ウクライナ空軍と彼らが使用する様々な無人機に対して、事実上「飛べば落される」ルールを課すことに加えて、ロシアは、様々な能力を持つ恐るべき防空システムによって、弾道ミサイル、MLRSロケット、HARMS対放射線ミサイル、さらには砲弾を日常的に撃墜している。
また、GPS搭載兵器の信号遮断、衛星やレーダー搭載ミサイルの照準レーダーの偽装など、ウクライナ軍が配備している旧ソ連・米国の兵器に採用されているさまざまな照準技術を混乱させるための電子的対抗手段も効果的に用いられている。
これは戦場では前代未聞の快挙である。

イスラエルもアメリカも、高度なミサイルやロケット弾を日常的に撃墜する能力を証明したことはない。

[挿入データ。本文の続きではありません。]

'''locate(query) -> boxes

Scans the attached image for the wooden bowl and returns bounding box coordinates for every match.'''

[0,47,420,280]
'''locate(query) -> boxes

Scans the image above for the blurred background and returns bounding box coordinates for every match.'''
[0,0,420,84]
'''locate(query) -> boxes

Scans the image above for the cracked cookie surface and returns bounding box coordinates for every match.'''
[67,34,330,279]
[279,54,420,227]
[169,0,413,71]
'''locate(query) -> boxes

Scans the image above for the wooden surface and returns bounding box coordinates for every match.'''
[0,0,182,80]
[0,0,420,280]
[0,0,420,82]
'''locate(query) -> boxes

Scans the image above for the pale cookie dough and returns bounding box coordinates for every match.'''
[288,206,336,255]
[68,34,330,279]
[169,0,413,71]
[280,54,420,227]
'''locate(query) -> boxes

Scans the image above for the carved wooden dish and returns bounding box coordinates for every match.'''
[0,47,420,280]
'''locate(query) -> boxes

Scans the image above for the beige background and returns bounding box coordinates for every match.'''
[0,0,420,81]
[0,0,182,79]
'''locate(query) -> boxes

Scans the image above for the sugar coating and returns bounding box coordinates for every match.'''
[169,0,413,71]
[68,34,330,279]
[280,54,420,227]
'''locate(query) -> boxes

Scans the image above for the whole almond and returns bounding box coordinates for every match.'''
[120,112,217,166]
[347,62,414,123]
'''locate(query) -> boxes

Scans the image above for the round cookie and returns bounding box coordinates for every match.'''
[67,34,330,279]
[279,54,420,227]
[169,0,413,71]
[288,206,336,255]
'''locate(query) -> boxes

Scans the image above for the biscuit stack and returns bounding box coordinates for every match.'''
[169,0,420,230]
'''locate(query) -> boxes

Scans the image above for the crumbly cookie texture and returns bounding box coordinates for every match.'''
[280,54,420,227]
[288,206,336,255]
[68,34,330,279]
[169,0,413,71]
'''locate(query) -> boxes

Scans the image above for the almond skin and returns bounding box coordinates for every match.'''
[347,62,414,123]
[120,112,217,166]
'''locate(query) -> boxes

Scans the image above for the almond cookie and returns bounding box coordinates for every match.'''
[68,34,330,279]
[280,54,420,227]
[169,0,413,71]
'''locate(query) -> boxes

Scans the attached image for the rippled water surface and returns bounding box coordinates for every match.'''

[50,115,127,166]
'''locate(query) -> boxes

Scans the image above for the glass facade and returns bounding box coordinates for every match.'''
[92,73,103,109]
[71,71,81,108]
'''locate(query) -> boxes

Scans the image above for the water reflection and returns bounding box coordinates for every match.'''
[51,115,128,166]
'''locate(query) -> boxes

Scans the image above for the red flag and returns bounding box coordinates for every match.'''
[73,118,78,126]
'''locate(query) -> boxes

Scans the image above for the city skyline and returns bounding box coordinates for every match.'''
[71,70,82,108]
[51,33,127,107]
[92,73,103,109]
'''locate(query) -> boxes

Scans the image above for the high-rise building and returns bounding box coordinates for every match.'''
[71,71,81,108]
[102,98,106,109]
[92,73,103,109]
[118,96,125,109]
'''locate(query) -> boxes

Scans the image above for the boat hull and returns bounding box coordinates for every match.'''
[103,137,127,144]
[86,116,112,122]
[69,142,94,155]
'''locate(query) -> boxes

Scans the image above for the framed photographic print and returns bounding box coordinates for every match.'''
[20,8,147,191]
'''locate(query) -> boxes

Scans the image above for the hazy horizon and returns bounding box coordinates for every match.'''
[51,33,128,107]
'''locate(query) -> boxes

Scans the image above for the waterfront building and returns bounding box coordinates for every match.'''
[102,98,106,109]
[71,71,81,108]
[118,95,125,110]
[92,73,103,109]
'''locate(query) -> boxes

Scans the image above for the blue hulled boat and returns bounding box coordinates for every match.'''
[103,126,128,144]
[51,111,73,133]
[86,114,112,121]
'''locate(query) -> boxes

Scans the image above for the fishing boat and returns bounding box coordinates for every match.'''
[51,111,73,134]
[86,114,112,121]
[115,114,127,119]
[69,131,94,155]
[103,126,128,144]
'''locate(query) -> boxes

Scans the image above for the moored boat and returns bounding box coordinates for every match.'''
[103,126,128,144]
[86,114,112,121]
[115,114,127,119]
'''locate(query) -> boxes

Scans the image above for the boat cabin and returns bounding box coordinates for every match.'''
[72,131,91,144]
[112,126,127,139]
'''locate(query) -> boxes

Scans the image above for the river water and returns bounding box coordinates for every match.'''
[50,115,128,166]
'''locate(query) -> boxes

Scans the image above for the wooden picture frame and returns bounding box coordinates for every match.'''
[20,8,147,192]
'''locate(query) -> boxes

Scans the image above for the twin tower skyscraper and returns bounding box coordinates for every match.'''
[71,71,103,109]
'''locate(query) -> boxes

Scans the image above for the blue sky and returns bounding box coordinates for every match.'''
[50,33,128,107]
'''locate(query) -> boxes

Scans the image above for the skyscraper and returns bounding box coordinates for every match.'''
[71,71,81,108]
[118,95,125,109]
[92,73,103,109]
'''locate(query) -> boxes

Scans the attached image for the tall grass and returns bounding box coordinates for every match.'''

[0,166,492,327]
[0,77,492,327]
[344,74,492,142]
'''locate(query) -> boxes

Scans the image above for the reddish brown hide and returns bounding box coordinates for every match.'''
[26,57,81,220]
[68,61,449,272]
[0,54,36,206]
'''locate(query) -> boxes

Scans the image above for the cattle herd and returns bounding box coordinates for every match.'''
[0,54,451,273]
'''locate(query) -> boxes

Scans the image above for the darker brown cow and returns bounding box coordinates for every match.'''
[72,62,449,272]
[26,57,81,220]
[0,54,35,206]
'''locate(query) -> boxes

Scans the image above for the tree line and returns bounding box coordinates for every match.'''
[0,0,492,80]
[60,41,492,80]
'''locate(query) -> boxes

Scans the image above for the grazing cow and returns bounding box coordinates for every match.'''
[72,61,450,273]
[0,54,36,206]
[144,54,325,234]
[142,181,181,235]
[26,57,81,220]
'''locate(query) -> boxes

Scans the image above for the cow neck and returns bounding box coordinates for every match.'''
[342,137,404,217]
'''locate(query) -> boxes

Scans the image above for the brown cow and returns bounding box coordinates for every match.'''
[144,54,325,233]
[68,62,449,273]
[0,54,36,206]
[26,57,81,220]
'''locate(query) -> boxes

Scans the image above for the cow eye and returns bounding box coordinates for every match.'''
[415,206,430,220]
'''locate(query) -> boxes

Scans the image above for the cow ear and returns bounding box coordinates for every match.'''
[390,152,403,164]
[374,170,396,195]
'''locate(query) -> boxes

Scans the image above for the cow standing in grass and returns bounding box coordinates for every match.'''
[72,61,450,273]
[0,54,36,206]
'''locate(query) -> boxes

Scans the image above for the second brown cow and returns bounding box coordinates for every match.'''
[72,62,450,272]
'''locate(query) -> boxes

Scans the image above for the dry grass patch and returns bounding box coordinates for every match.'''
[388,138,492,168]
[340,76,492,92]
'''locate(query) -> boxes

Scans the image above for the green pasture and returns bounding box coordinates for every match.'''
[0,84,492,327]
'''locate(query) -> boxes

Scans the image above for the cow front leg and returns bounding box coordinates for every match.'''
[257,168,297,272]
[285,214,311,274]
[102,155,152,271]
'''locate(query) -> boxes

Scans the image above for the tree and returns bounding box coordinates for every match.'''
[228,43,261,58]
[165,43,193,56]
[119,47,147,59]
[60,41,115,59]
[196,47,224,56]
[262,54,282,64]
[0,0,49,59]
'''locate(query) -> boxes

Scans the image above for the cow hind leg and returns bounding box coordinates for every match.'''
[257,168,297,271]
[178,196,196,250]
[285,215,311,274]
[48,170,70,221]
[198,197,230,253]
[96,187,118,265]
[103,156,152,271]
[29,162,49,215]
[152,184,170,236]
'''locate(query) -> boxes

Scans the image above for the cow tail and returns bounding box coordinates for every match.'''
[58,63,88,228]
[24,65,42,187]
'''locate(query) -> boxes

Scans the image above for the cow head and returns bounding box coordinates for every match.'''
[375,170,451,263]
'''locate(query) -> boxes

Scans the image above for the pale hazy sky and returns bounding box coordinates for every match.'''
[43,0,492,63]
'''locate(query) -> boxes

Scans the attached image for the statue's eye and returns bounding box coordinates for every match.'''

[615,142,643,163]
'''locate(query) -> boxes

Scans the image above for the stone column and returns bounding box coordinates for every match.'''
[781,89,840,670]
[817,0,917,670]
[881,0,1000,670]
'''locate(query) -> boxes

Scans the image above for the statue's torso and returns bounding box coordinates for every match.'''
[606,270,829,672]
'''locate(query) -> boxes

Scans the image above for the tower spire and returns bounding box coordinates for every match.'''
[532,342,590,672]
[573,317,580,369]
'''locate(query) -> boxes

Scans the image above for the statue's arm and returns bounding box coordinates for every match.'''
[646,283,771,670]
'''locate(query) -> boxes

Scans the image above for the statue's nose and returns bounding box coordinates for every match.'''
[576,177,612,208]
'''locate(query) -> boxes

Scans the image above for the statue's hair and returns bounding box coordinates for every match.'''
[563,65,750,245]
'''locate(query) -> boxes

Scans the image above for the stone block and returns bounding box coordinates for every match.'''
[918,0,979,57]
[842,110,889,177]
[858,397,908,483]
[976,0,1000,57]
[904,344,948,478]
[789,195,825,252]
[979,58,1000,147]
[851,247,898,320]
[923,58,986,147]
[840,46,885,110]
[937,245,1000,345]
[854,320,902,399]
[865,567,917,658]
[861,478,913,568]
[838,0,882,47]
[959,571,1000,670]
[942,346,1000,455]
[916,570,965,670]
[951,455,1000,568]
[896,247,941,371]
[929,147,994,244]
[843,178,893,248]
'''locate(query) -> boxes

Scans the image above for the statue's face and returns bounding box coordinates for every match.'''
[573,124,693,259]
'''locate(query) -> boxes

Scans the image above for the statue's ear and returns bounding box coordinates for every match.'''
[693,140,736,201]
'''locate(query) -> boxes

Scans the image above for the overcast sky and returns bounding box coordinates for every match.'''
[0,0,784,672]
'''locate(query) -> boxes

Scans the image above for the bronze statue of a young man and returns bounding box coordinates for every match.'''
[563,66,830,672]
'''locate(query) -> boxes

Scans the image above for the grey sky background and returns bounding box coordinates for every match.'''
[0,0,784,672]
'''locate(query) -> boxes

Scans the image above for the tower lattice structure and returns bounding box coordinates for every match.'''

さらに言えば、イランのミサイルは以前考えられていたよりもはるかに強力であることが証明されている。
アメリカのパトリオットやTHAAD(終末高高度防衛ミサイル)の迎撃率は、高度な弾道ミサイルに対する厳密なテストでさえ、驚くほど低くなっている。
しかし、ウクライナ軍による数回の初期攻撃の成功の後、ロシア軍はウクライナが過去6ヶ月間に発射したソ連時代のトーチカU地対空ミサイルの圧倒的大部分を撃墜しているのである。

トーチカUはそれなりに手ごわい兵器である。マッハ5.3、精度150メートル、可変弾頭。

しかし、2022年3月第3週以降、弾薬庫への1回の攻撃以外、ロシアの目標へのトーチカUの命中成功例はない。
それに比べ、米国のATACMSミサイルはTochka-Uのほぼ2倍の大きさで、射程は長いが、速度はかなり遅い(マッハ3以上)。

ATACMSがトーチカUの失敗を克服できると考える理由はほとんどない。少なくとも、ロシアの防空網でカバーされている目標に使用する場合はそうだ。

理解されなければならないのは、ウクライナ戦争以前に、ロシアが過去6カ月間日常的に行ってきたこと、つまり、防空識別圏の合理的な模造品に相当するものを地上から押し付ける能力を、地球上のどの軍隊も一貫して示してこなかったということである。